Tester Demands Action to Hold Massive PBM Corporations Accountable for Squeezing Small Rural Pharmacies

In recent hearing, Senator condemns Pharmacy Benefit Managers for keeping the cost of prescription drugs too high and putting local pharmacies out of business

As part of his continued push to lower health care costs and hold massive corporations accountable, Senator Tester at a hearing last week slammed the detrimental impacts that Pharmacy Benefit Managers (PBMs) are having on local pharmacies in Montana and the consumers that rely on them.

During the hearing, Tester underscored the lack of transparency in the PBM industry that allows these massive companies to undercut small pharmacies, while price gouging consumers.

“[PBMs] were set up for all the right reasons…but from what I see them doing in my state, I don’t think the consumer gets much benefit and they’re shutting down small business on main street right and left – and those are called our local neighborhood pharmacies,” said Tester. “So as far as holding big the big pharmaceutical companies accountable, I don’t see it. And the reason I don’t see it is because there is no transparency in PBMs…and quite frankly, when you combine that with anti-competitive tactics, this is a recipe where the only people that win in health care costs are the PBMs.”

Tester questioned a witness representing small pharmacies, saying: “Mr. Oftebro, tell me about some of the anticompetitive tactics that PBMs are using to squeeze small pharmacies like yours, like the one they have in my home town – population 600 – and how they’re pushing you out of their network and limiting your abilities as rural community providers.”

Under Medicare Part D, Medicare makes partially capitated payments to private insurers, also known as Part D sponsors, for delivering prescription drug benefits to Medicare beneficiaries. Often, the Part D sponsor or its PBM receives additional compensation after the point-of-sale that serves to change the final cost of the drug for the payer. These are called DIR fees.

In recent years, PBMs have increasingly returned to pharmacies days or even weeks after the point-of-sale to demand more in DIR fees. From 2010 to 2019, CMS documented a 91,500 percent increase in DIR fees paid by pharmacies.

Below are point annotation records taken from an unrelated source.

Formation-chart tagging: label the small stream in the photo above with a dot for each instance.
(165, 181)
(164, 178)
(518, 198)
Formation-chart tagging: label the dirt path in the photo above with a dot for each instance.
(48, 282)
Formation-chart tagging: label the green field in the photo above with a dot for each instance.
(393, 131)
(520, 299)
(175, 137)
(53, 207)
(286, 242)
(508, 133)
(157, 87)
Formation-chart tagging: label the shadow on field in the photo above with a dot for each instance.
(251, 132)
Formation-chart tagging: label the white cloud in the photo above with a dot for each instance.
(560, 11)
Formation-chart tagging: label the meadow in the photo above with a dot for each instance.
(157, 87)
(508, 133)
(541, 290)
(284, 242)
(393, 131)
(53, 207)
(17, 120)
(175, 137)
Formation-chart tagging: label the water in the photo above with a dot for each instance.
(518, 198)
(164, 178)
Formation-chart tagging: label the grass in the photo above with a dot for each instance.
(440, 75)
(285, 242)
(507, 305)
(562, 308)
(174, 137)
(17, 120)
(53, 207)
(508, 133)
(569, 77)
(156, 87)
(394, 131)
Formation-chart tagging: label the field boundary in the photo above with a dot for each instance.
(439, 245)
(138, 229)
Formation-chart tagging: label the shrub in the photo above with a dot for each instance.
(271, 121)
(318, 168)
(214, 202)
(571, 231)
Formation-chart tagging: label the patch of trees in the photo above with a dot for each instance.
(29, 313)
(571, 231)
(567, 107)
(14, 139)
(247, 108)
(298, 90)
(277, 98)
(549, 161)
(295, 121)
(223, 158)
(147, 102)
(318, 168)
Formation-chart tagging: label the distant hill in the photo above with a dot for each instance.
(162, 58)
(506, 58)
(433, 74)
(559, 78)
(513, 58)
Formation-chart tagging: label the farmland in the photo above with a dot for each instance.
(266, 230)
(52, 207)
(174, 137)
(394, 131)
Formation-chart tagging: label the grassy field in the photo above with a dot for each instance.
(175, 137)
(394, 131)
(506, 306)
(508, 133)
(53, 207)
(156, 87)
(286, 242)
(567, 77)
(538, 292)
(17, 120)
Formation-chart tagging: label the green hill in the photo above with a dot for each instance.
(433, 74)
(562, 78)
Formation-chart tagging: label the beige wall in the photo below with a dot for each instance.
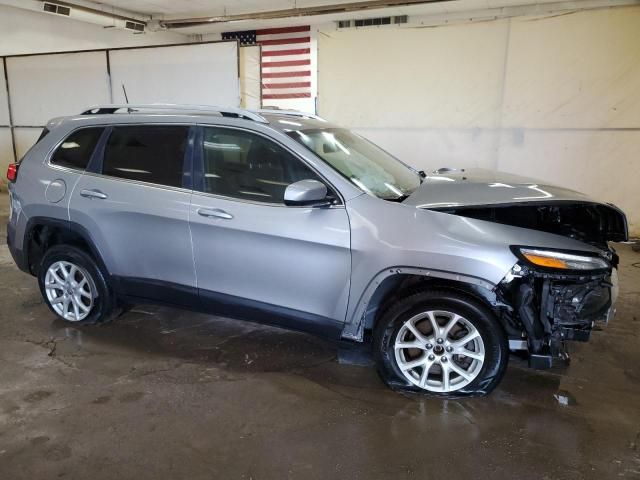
(555, 98)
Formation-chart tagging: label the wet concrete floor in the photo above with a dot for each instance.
(164, 393)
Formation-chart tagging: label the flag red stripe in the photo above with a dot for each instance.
(280, 53)
(272, 31)
(287, 85)
(306, 73)
(273, 96)
(285, 41)
(289, 63)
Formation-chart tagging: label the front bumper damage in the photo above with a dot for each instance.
(546, 310)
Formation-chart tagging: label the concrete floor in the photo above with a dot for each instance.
(170, 394)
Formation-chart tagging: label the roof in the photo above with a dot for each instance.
(282, 120)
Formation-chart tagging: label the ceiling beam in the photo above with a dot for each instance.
(295, 12)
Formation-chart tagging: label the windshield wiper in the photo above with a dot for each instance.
(399, 199)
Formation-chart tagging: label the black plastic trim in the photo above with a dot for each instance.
(142, 290)
(65, 225)
(266, 313)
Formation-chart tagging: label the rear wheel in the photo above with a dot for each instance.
(442, 343)
(74, 287)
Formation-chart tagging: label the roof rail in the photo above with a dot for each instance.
(293, 113)
(201, 109)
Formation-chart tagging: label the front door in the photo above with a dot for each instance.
(256, 257)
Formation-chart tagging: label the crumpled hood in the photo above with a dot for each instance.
(475, 187)
(521, 202)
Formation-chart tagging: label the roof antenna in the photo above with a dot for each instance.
(126, 98)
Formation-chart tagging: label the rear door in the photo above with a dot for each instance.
(134, 203)
(253, 254)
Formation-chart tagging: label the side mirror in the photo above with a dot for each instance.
(306, 193)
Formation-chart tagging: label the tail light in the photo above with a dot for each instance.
(12, 172)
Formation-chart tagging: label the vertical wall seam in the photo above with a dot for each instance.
(500, 107)
(11, 127)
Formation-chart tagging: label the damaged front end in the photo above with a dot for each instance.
(557, 296)
(550, 296)
(551, 306)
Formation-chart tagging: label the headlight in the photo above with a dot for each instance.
(561, 260)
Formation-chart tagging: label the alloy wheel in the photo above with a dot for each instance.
(70, 290)
(439, 351)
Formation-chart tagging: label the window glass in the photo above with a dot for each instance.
(150, 153)
(244, 165)
(77, 148)
(367, 166)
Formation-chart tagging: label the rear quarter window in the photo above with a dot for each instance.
(75, 151)
(147, 153)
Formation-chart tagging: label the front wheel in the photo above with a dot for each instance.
(440, 342)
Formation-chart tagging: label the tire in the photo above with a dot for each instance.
(405, 345)
(82, 303)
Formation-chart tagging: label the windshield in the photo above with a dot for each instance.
(369, 167)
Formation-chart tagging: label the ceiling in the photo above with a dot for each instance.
(214, 16)
(177, 9)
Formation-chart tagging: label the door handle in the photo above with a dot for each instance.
(214, 212)
(93, 194)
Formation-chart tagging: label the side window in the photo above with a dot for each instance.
(77, 148)
(150, 153)
(248, 166)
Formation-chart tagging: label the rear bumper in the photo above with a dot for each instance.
(17, 254)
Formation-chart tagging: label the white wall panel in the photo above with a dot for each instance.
(413, 78)
(555, 97)
(45, 86)
(250, 88)
(577, 71)
(6, 155)
(192, 74)
(4, 101)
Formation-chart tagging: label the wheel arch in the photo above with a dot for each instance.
(42, 233)
(396, 282)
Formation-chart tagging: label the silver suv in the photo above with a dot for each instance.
(283, 218)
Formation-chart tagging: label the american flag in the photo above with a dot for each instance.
(285, 61)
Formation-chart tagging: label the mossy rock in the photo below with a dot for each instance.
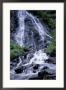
(16, 50)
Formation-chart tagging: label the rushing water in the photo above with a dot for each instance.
(34, 61)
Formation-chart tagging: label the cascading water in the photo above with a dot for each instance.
(35, 61)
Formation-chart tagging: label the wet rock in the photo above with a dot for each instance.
(53, 53)
(19, 70)
(36, 66)
(51, 60)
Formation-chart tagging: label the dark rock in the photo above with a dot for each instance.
(36, 66)
(19, 70)
(53, 53)
(51, 60)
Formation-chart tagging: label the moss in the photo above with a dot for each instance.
(16, 50)
(49, 18)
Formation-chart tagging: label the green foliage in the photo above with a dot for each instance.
(16, 50)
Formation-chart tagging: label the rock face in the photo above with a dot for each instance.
(36, 64)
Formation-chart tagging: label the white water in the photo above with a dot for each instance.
(39, 56)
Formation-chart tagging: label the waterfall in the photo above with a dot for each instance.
(36, 63)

Tester has led the charge to lower health care costs and hold massive PBM companies accountable. Last May, Tester successfully pushed the Biden Administration to lower prescription drug costs for Montana seniors by closing a Center for Medicare and Medicaid Services (CMS) loophole that allowed PBMs to retroactively charge excessive fees. This will benefit patients by lowering out-of-pocket costs and help rural pharmacies stay in business by increasing predictability and transparency.

And last August, Tester voted to pass the Inflation Reduction Act, which cut health care costs for working families by allowing Medicare to negotiate drug prices and capping the price of prescription drugs, like insulin, for Medicare patients.